Re: Considering a complete rework of RAID on my home compute server

Roberto Spadim <roberto@xxxxxxxxxxxxx> · Thu, 6 Jan 2011 00:05:31 -0200

could we implement a more flexible raid1? maybe with checksum? wrong
checksum = page failed or page with errors
page should be correct for a high performace
example,
mirror 1 = 4096 page size
mirror 2 = 8192 page size
mirror 3 = 512 page size

a good value for raid page size is 8192 (is multiple of 4096 and 512)
the checksum size shoud be multiple of page size
for example 1byte for each 512bytes, with a page of 8192bytes, we have
8192 pages checksum with only one page...

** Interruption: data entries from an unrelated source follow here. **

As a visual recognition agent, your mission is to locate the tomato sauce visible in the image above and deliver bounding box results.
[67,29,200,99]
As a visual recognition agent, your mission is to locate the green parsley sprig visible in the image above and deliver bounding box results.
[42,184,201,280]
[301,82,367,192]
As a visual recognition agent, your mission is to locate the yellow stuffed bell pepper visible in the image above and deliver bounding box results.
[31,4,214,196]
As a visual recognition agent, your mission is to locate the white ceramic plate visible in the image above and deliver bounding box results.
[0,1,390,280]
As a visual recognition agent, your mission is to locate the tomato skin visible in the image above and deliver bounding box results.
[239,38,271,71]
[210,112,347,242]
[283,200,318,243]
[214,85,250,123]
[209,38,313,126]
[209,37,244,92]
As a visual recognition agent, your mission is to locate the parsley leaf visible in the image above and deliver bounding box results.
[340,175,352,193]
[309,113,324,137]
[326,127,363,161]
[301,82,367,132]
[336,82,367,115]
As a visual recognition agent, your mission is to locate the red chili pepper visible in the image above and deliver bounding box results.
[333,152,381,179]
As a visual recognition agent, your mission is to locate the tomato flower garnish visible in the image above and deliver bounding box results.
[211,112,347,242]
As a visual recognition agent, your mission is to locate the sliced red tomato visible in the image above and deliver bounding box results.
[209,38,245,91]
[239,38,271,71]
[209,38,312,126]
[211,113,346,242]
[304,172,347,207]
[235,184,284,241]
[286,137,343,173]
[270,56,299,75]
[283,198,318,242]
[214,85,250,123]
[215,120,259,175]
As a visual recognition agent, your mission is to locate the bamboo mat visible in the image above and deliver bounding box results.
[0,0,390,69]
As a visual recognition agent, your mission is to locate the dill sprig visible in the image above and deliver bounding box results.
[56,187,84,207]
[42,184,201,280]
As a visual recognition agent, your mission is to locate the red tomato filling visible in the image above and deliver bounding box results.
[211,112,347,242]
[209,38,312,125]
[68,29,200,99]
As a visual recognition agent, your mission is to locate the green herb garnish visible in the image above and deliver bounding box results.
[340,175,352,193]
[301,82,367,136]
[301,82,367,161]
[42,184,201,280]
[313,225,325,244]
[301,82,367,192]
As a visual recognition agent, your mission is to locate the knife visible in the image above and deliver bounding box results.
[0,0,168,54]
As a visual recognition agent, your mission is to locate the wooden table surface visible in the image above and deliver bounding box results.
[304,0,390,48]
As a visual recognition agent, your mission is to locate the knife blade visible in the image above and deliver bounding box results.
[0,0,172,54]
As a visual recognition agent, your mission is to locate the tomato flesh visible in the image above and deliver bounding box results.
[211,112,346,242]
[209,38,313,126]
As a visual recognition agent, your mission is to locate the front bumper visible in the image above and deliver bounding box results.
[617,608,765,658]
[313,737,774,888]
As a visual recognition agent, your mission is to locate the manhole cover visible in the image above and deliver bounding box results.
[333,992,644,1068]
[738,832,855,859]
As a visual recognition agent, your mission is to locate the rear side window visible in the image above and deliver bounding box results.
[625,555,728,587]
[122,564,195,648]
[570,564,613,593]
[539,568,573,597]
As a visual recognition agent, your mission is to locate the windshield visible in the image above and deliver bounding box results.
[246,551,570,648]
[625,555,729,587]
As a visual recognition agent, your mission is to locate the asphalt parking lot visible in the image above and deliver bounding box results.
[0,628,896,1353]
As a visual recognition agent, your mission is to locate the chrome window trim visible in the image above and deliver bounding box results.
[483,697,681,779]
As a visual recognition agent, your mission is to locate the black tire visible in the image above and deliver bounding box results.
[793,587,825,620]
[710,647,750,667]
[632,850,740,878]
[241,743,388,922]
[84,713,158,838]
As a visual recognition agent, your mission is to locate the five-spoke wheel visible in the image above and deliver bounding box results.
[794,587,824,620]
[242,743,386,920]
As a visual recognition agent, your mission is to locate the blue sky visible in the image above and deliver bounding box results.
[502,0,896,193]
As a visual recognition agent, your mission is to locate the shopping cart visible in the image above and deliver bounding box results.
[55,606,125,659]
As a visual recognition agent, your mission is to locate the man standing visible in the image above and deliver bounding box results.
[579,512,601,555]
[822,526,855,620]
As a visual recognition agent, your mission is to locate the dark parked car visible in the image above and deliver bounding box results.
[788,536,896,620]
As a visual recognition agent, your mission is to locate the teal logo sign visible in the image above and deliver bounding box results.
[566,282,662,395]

what's the `new` raid1 with checksum idea?
considering 8192 page size, with 3 mirrors...
the error is detect by page, not by mirror
pages make filesystem fast (ok, a little less than without raid)
low disk use for checksum

what we need...
example:
a raid with 8192001bytes
page size=8192   <- give at mdadm --create
checksum size per page = crc32? 4 bytes  <- give at mdadm --create ???
total pages =  floor(size/page size) = floor(8.192.001/8192) = 1000
(~1000,000122, we will lose 1 byte...)
checksums per page size = floor(page size / checksum size) =
floor(8192/4) = 2048
total checksum pages = ceil(total pages / checksums per page size) =
ceil(1000 / 2048) = 1 (0,48828125 we will have a lot of checksum
without use)
total data pages = total pages - check sum pages = 1000 - 1 = 999
total size for filesystem = total data pages * page size = 999 * 8192
= 8.183.808 bytes

should we usa more information? what about what's the newest drive?
for example, we remove disk1 and disk2,3 are online, so write to 2,3
will make 1 older... should we use disk last write time information?
maybe a page just for information? this could help us for check what's
the currently working disk, checksum should be included with this
value, for example 4096 bytes + this page value? or a page for
checksum and a page for last write time value? the idea is help to
know what's the newest value, a page startup could allow us to sync
pages on each disk

ideas:
*it does not do 'voting' on RAID1 with more than 2 devices
this could be done with per page last write time (raid 5 or raid6?)
*obviously it does not have per-block checksums anywhere
a per block checksum (raid 5 or raid6?)

got? any idea?
for example, imagine that we have ten 1TB  disks and we want a 1TB
'raid'  disk, the best option is RAID1 today, a mirror on every disk,
and a read speed very fast (if we could select right read algorithm,
for example closest head position, fastest read time, round robin,
page module per mirrors on raid (for example, 10 disks, a read at page
1, will read for disk 1, a read from page 12 will read from disk 2,
page 23, 3, 13, 43, will read from disk 3,  'page number' mod 'mirrors
on raid' = disk to read)

a fast resume, reading about openbsd we could get:

write algorithm (what disk should be write? raid 0 with strip for example)
read algorithm (what disk should be read? raid1 with good disks, could
read with closest head position, fastest read time, round robin,
etc...)
strip algorithm (raid0, raid0 with strip)
mirror algorithm (raid1)
checksum algorithm (none = raid1, crc disk ~ raid 5/6, crc page per
mirror = raid1 with checksum)
correction algorithm (?? any idea)
sync algorithm (per page / per disk ??)
start disk algorithm (per page? per disk? last write time? incremental
write number?)
checksum/correction location (at each disk more secure, or, at
external disk / file less secure)

a mdadm with all this options could make a very flexible raid
solution... i don't believe that we could have a more flexible than
this, any idea??
we have a lot of work done today... just remap it, ok we have more
thinks to do... anyone want a new project? md2? like v4l2?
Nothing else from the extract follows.